BMI View: If proven successful, the rolling out of a national drug insurance scheme across the various regions of Russia could provide a boost to pharmaceutical spending. Although we believe generic drugmakers will likely benefit from the programmes initially, we expect multinational drugmakers to either licence production locally or construct facilities in the country to gain preferential treatment. Given Russia's significant disease burden and ageing population, spending on medicines will be sustained for the long term.
In the Kirov region of Russia, a pilot programme for reimbursing specific patient groups is being rolled out. This is the second region to rollout a regional national drug insurance programme in Russia, and already the region is claiming that the programme has reduced deaths from cardiovascular diseases by 20% and reduced hospitalisation of patients with angina and other cardiovascular conditions. The local government in the Kirov region have also claimed significant savings in pharmaceutical expenditure on account of holding procurement auctions for medicines.
Currently these pilot schemes offer full or partial reimbursement to patients with cardiovascular diseases, for which there are an array of generic drugs available currently that offer significant benefits. Many efficacious drugs for treating cardiovascular diseases such as Liptior (atorvastatin) and Plavix (Clopidogrel) have come off patent, allowing regional governments to buy these drugs at a much lower price than before. As a result, patients are expected to pay between 0-10% of the cost of medicines, a considerably better situation than before. If the Ministry of Health rolls forward with plans to introduce generic prescribing, the continued rollout of the national drugs insurance programme will spell significant benefits for generic drugmakers operating in the country, although we do note that local drugmakers or drugmakers with local production capacity will receive preference over those that merely import in their products.

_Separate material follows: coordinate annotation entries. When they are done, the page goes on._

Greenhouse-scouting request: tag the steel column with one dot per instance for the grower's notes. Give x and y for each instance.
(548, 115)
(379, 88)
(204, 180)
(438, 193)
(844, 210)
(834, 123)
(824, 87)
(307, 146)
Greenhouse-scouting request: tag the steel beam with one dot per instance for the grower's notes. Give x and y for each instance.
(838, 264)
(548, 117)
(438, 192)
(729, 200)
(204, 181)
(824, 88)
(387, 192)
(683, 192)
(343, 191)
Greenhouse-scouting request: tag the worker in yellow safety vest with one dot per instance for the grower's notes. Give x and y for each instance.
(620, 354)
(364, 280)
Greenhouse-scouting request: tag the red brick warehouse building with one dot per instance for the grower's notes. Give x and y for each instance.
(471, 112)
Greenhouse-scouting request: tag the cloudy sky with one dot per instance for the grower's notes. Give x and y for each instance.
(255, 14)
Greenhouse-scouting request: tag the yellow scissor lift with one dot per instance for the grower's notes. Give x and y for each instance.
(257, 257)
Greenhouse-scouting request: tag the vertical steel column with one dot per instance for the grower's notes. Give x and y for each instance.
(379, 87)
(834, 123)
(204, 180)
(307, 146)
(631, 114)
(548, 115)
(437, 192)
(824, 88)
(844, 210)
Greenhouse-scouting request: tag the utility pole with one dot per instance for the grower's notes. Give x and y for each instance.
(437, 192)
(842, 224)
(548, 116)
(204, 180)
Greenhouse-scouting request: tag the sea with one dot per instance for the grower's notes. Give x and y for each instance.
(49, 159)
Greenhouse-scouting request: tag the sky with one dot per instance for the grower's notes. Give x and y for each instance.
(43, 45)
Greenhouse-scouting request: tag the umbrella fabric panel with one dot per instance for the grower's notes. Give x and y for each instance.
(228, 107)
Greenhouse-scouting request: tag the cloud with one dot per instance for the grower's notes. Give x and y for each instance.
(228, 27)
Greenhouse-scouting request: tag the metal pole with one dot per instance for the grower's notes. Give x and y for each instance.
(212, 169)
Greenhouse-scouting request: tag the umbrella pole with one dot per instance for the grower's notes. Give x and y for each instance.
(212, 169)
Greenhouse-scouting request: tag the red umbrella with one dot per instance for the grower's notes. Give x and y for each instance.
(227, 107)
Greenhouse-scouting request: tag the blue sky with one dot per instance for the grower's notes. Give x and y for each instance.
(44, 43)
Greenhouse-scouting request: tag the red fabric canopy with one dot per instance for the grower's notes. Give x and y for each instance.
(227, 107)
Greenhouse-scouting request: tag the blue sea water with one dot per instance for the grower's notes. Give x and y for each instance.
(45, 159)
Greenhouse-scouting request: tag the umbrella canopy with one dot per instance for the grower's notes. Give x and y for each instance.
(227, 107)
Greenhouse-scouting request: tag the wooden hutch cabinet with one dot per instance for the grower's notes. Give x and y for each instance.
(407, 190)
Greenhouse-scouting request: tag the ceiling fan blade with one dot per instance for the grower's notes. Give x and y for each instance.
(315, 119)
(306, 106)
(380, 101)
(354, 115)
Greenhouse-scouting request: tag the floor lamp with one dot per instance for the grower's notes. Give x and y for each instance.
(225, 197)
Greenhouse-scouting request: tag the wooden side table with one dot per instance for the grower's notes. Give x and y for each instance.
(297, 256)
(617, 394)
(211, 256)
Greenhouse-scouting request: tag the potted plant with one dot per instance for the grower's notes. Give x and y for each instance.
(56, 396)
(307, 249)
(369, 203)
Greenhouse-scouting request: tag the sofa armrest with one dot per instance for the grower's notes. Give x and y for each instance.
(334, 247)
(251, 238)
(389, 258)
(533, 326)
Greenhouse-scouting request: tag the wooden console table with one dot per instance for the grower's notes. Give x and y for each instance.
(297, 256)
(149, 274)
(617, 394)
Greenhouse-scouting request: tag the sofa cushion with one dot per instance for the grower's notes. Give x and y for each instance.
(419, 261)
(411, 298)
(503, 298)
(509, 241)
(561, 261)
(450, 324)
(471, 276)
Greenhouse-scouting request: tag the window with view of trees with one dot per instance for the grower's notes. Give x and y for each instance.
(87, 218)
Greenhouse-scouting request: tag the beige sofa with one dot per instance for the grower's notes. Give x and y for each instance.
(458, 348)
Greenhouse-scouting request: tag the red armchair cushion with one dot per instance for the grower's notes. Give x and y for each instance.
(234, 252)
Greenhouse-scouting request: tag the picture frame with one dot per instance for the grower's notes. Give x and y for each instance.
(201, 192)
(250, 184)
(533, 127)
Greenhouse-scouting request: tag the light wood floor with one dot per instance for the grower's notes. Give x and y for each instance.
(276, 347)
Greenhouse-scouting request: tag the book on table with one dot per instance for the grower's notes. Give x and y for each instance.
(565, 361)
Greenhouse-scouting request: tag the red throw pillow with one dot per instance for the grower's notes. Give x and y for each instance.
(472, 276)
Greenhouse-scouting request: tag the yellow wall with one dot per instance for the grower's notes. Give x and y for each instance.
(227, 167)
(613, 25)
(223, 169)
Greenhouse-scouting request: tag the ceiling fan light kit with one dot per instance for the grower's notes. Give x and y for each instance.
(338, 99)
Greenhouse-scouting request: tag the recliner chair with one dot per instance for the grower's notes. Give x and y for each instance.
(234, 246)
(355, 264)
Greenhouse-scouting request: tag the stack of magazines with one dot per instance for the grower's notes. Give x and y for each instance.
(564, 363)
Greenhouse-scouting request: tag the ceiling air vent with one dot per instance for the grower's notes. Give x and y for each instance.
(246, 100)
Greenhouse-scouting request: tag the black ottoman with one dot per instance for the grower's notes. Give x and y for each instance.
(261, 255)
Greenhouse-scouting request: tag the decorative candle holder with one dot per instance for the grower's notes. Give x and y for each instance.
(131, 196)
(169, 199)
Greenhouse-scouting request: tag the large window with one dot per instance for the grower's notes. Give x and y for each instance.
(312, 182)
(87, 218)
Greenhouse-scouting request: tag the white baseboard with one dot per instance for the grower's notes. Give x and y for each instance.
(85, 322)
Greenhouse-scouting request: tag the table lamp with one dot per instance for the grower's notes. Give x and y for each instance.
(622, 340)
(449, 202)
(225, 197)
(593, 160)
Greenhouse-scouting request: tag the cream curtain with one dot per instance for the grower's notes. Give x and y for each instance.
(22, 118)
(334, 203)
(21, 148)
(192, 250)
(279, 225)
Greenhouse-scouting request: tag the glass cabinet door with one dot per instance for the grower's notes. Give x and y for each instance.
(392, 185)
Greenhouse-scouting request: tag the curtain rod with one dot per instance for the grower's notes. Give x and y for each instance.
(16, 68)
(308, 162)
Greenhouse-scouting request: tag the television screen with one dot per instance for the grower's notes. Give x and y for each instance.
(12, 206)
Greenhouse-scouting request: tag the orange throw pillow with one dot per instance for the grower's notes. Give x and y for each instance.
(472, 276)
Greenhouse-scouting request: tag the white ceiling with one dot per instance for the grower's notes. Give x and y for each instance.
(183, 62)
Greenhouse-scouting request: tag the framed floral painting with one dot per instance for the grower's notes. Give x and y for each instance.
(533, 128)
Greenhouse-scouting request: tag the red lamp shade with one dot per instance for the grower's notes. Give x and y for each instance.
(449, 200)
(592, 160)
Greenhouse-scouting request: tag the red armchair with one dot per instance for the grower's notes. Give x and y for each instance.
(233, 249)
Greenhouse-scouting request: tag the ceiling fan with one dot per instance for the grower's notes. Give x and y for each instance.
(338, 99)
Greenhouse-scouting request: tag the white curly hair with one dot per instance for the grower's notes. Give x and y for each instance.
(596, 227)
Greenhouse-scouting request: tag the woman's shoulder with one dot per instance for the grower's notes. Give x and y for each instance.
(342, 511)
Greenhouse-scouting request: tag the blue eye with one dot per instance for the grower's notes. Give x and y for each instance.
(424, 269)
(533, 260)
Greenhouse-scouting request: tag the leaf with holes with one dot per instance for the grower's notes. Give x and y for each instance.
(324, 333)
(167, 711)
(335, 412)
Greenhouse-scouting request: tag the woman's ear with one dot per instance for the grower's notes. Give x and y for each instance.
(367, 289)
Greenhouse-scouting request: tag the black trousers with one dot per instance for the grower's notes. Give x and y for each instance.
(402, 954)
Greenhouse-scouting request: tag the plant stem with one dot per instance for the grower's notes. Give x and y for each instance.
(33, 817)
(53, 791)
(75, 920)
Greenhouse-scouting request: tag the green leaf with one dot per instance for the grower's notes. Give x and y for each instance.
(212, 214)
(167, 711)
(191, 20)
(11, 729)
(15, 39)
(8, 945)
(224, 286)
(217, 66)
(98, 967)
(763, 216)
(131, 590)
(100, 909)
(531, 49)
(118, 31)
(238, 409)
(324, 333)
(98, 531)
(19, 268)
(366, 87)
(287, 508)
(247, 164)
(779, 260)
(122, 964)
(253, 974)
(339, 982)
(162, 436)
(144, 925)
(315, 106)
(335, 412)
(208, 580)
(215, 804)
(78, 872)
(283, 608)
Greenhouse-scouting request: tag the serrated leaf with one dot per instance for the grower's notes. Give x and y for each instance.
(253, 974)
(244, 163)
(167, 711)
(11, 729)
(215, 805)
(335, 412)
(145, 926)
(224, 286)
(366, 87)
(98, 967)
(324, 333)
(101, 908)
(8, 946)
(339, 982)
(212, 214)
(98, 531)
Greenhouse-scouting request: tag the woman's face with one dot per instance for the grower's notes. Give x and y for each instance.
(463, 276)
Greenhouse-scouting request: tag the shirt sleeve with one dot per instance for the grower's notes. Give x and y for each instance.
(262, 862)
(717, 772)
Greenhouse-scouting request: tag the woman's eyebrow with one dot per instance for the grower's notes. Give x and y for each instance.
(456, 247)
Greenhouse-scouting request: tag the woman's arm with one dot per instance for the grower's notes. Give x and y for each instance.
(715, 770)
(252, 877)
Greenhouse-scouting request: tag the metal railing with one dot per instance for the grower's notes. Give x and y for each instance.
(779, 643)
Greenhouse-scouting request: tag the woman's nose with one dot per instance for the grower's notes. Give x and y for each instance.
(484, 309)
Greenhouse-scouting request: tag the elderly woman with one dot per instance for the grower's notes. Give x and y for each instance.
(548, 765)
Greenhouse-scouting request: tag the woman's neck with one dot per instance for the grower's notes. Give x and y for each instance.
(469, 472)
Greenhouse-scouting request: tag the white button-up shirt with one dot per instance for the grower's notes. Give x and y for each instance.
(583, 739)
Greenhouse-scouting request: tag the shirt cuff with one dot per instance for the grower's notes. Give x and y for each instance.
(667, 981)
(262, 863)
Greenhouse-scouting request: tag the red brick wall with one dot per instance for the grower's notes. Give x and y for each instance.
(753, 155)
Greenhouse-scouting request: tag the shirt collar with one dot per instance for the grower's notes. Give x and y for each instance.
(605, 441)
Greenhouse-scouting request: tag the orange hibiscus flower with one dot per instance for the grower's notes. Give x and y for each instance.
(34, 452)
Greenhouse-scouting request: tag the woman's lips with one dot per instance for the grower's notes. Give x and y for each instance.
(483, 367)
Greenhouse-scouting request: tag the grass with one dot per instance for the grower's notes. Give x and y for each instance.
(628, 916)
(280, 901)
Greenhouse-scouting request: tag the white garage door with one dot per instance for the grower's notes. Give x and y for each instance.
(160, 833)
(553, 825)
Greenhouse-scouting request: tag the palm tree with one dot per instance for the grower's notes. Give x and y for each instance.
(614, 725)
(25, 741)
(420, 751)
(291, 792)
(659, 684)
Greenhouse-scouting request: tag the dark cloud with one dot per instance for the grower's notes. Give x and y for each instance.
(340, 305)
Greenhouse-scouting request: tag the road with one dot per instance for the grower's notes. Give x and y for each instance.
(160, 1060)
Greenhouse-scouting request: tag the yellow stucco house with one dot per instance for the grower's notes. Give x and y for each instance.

With the national programme expected to come online in 2015 or 2016 and coverage being extended to more patients, growth in pharmaceutical expenditure will be sustained for the long term. The Ministry of Health has planned for coverage to be introduced for hypertension and gastric ulcers in 2014. In 2016, the Ministry plans to extend coverage to more diseases such as bronchitis, liver disease and anaemia.
However, we expect the Russian state to preferably procure generic drugs where possible and resort to expensive patented drugs where no compelling alternative is available. Similarly, the Ministry of Health commoditisation of generics has meant that drug prices in government and regional procurement drives will go down over the long term. We expect the Ministry of Health to expand coverage of diseases as patents for key drugs expire. While biologics are expected to continue to be sold at premium prices, the possibility of the Russian state enabling biosimilars to enter state procurement is far from remote. Russian companies such as Biocad and Pharmstandard are currently able to produce both licenced and off-patent biologic copies of popular drugs for rheumatoid arthritis and hepatitis C.
|Long Term Growth In Pharmaceutical Expenditure|
In sum, we regard the rollout as a positive factor driving favourable conditions for drugmakers operating in Russia. We expect Russian pharmaceutical sales to grow by 10.8% in rouble terms and 12.8% in US dollar terms to RUB757bn (US$24.81bn). Over the long term, we forecast a ten year compound-annual growth rate of 10.3% in US dollar terms and 9.8% in rouble terms to a value of RUB1.74tn (US$58.4bn). Key growth drivers include national drug insurance, an ageing population and rising incomes, although we note that runaway spending may prompt further tightening on imports.